POSTED: 4:18 a.m. HST, Jul 5, 2012
MANILA, Philippines >> American war veterans in the Philippines are urging the U.S. Congress to pass a bill that would require Washington to repair and maintain a cemetery north of Manila where the graves of thousands of American servicemen and dependents have been covered in ash since a 1991 volcanic eruption.
The head of an American veterans' group, Retired Army 1st Sgt. John Gilbert, said Wednesday that the neglect of Clark Veterans' Cemetery is a disgrace to the memory of more than 8,000 U.S. servicemen and their dependents who are buried there.

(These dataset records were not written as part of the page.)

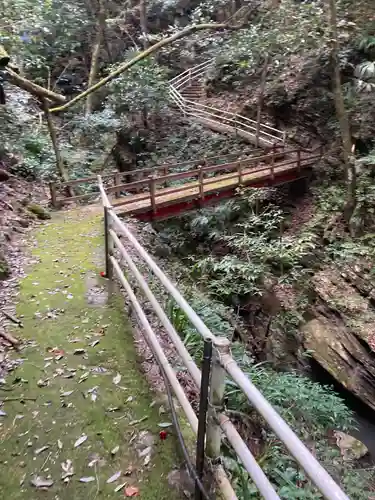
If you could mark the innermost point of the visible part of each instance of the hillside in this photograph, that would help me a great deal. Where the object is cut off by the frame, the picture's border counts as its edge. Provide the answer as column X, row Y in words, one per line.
column 286, row 273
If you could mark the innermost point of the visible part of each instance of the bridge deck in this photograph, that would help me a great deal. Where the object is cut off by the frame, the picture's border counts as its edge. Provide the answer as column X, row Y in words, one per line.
column 169, row 201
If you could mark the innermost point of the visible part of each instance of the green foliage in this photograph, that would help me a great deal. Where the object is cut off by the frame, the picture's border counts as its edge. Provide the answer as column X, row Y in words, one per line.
column 39, row 211
column 141, row 87
column 36, row 33
column 312, row 411
column 255, row 250
column 4, row 267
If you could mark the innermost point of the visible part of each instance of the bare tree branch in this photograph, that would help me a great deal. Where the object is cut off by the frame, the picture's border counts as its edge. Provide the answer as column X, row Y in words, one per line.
column 33, row 88
column 167, row 41
column 95, row 54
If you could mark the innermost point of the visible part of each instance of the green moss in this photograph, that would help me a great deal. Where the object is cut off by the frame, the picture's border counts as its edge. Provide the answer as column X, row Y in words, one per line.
column 67, row 249
column 39, row 211
column 4, row 268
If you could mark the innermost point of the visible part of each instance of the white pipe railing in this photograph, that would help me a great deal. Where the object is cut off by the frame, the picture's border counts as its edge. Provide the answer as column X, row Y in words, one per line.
column 303, row 456
column 239, row 124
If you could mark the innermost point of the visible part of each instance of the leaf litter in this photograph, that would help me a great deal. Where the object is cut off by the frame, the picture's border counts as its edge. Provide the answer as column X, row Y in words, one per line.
column 114, row 477
column 80, row 440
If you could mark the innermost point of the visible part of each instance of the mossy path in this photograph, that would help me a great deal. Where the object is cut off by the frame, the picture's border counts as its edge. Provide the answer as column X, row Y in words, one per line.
column 78, row 347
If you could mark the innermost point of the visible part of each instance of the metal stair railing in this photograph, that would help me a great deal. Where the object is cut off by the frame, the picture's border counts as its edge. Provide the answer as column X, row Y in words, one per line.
column 241, row 125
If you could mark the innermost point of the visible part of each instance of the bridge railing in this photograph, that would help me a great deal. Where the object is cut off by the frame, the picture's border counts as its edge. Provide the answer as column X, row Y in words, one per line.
column 242, row 125
column 218, row 424
column 205, row 178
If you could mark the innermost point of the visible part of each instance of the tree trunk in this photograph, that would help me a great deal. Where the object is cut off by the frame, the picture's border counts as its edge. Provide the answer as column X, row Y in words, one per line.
column 143, row 22
column 260, row 98
column 59, row 160
column 95, row 54
column 342, row 116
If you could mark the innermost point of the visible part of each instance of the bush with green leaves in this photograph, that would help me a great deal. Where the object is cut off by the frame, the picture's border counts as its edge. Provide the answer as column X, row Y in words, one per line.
column 312, row 410
column 256, row 251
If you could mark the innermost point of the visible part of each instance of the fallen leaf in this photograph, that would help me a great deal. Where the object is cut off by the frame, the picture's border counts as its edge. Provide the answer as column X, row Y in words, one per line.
column 68, row 469
column 120, row 486
column 134, row 422
column 80, row 440
column 40, row 450
column 83, row 377
column 163, row 435
column 67, row 393
column 131, row 491
column 87, row 479
column 41, row 482
column 42, row 383
column 114, row 478
column 79, row 351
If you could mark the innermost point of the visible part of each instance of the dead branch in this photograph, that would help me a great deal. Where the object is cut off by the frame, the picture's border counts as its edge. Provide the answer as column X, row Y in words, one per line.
column 33, row 88
column 59, row 160
column 12, row 318
column 9, row 338
column 95, row 54
column 167, row 41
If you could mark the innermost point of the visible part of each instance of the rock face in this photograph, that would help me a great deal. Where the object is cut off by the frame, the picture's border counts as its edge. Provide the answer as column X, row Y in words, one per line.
column 341, row 334
column 350, row 447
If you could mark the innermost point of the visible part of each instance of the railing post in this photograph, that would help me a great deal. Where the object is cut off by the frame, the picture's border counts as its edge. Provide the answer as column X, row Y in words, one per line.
column 273, row 167
column 240, row 176
column 165, row 172
column 152, row 186
column 52, row 188
column 108, row 245
column 218, row 376
column 202, row 417
column 117, row 181
column 201, row 184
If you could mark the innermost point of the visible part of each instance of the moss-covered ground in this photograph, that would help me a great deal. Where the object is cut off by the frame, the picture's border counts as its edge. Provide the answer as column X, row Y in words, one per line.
column 74, row 391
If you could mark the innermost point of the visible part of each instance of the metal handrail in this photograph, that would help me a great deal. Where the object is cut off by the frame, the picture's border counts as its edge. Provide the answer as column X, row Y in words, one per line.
column 315, row 471
column 242, row 124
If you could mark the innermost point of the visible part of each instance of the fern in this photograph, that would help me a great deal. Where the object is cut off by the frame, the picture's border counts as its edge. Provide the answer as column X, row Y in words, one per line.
column 367, row 44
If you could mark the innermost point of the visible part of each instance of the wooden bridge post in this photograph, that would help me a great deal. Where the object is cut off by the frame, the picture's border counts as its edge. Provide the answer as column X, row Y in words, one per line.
column 201, row 184
column 108, row 245
column 165, row 172
column 117, row 181
column 217, row 388
column 52, row 188
column 152, row 186
column 240, row 173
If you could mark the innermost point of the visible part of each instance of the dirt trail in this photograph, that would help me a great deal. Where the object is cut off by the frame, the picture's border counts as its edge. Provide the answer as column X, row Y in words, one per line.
column 93, row 414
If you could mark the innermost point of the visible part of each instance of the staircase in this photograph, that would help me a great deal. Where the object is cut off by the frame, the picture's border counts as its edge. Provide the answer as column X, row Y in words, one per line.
column 187, row 89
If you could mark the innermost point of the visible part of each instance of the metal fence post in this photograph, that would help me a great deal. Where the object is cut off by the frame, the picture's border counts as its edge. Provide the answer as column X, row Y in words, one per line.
column 202, row 417
column 108, row 245
column 52, row 188
column 117, row 181
column 218, row 376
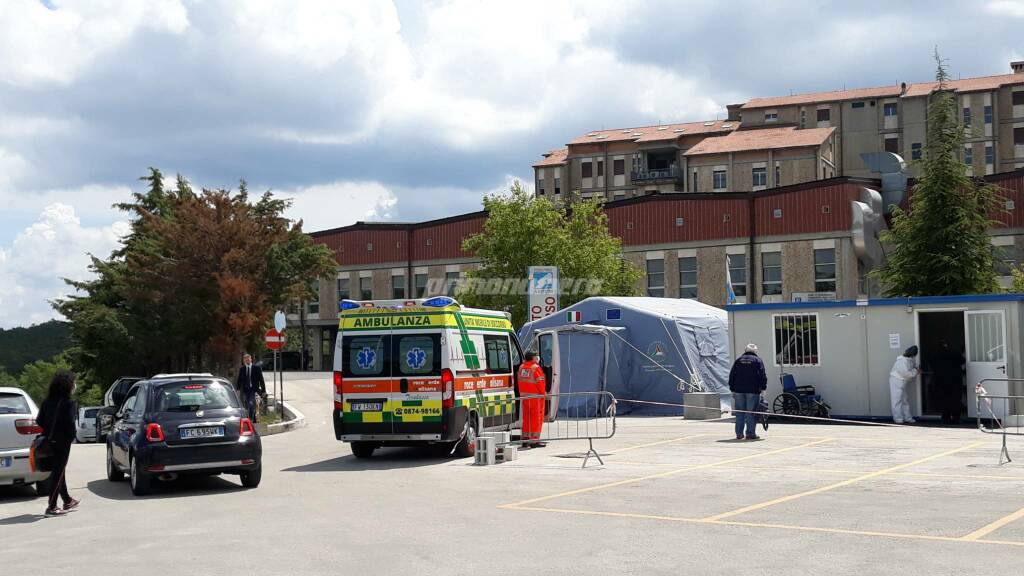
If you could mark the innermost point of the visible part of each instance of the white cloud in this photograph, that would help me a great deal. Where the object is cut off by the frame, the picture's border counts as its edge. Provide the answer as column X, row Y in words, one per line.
column 1014, row 8
column 338, row 204
column 40, row 44
column 55, row 246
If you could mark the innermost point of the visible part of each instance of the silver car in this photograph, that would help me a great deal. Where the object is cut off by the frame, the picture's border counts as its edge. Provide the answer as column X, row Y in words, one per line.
column 17, row 429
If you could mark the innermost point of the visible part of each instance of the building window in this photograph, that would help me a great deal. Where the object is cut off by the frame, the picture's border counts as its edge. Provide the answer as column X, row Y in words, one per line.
column 1005, row 259
column 760, row 176
column 737, row 273
column 771, row 274
column 619, row 166
column 719, row 181
column 312, row 306
column 655, row 278
column 688, row 277
column 397, row 286
column 796, row 341
column 451, row 282
column 824, row 270
column 892, row 145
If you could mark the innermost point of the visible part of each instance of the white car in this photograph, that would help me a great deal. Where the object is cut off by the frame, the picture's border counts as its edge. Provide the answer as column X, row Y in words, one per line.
column 85, row 427
column 17, row 429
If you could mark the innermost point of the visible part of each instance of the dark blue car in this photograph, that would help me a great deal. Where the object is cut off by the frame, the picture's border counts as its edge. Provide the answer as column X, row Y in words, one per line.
column 177, row 424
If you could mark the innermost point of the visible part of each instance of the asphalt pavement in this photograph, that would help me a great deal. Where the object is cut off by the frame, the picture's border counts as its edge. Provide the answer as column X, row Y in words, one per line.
column 673, row 497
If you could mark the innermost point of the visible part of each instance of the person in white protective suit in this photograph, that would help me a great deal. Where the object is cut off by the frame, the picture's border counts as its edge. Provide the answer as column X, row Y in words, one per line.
column 904, row 370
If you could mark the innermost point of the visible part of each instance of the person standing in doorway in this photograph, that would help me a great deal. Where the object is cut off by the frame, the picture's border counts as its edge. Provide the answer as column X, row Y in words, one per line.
column 747, row 380
column 904, row 370
column 56, row 417
column 947, row 368
column 249, row 383
column 531, row 383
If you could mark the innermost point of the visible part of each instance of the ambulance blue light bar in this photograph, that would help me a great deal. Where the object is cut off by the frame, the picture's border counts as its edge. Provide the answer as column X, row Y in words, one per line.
column 439, row 301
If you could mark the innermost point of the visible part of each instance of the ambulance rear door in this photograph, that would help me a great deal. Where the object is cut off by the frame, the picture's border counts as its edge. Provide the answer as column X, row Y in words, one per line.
column 416, row 394
column 367, row 383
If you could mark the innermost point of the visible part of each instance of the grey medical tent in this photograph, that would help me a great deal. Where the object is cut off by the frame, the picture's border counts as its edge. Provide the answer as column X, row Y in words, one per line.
column 642, row 348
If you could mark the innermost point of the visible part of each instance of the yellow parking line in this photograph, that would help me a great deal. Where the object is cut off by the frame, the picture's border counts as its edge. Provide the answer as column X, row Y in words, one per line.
column 985, row 530
column 658, row 443
column 841, row 484
column 898, row 535
column 663, row 475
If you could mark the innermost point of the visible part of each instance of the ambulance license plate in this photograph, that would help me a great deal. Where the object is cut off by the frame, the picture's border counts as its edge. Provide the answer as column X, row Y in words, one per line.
column 202, row 432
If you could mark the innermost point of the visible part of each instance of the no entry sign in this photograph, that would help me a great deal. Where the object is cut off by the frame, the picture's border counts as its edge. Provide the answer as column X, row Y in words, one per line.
column 274, row 339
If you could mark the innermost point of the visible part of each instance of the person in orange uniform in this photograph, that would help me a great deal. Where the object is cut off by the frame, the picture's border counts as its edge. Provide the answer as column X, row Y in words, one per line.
column 531, row 382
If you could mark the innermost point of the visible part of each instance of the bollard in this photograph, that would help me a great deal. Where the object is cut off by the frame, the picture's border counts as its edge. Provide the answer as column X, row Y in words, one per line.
column 485, row 454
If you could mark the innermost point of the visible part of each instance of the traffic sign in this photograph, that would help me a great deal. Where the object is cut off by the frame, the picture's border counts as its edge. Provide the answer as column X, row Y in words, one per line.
column 274, row 339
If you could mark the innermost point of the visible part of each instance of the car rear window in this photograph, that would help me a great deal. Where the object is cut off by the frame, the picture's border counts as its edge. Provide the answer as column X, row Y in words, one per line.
column 418, row 355
column 366, row 356
column 189, row 397
column 13, row 404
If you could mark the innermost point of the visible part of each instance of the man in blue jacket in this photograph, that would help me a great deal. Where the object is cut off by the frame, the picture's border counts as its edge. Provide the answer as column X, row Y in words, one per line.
column 747, row 381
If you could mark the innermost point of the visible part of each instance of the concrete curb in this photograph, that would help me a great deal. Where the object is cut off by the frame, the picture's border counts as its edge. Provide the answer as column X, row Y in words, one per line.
column 295, row 420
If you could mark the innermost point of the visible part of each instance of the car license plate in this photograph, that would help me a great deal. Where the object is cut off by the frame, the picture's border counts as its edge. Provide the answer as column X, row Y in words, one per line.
column 202, row 432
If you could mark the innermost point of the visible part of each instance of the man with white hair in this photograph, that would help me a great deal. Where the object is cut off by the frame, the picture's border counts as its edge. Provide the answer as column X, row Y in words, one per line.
column 747, row 381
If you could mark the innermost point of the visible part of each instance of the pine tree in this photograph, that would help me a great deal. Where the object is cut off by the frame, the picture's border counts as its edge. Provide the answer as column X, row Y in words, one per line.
column 941, row 246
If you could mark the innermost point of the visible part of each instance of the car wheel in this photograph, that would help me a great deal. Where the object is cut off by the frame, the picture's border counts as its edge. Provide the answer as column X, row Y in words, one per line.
column 113, row 472
column 139, row 480
column 363, row 449
column 467, row 446
column 250, row 479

The U.S. Air Force hastily abandoned Clark Air Base, where the cemetery is located, after Mount Pinatubo's eruption. In 1994, American veterans were shocked to find the 17-acre cemetery had become an ash-covered jungle of weeds, overgrown grass and debris with half of its old steel fence looted. They cleaned up the graves and have since struggled to maintain the cemetery through volunteer work and donations. Although the cemetery looks tidier today, about a foot of ash still covers it, partially burying tombstones and obscuring names, dates and epitaphs.
As America marked Independence Day, the U.S. veterans renewed their calls for Washington to fund and take charge of the cemetery's upkeep and for U.S. lawmakers to pass recently proposed legislation requiring a U.S. agency, the American Battle Monuments Commission, to manage it.
The "Remembering America's Forgotten Veterans Cemetery Act," which was introduced by New Hampshire Sen. Kelly Ayotte and Sen. Mark Begich of Alaska, has received the backing of several other senators.
"We have a solemn obligation to care for our fallen," said Gilbert, whose group includes hundreds of American veterans who have settled in villages outside the former Clark Air Base. "That is not happening in the case of the Clark Veterans' cemetery."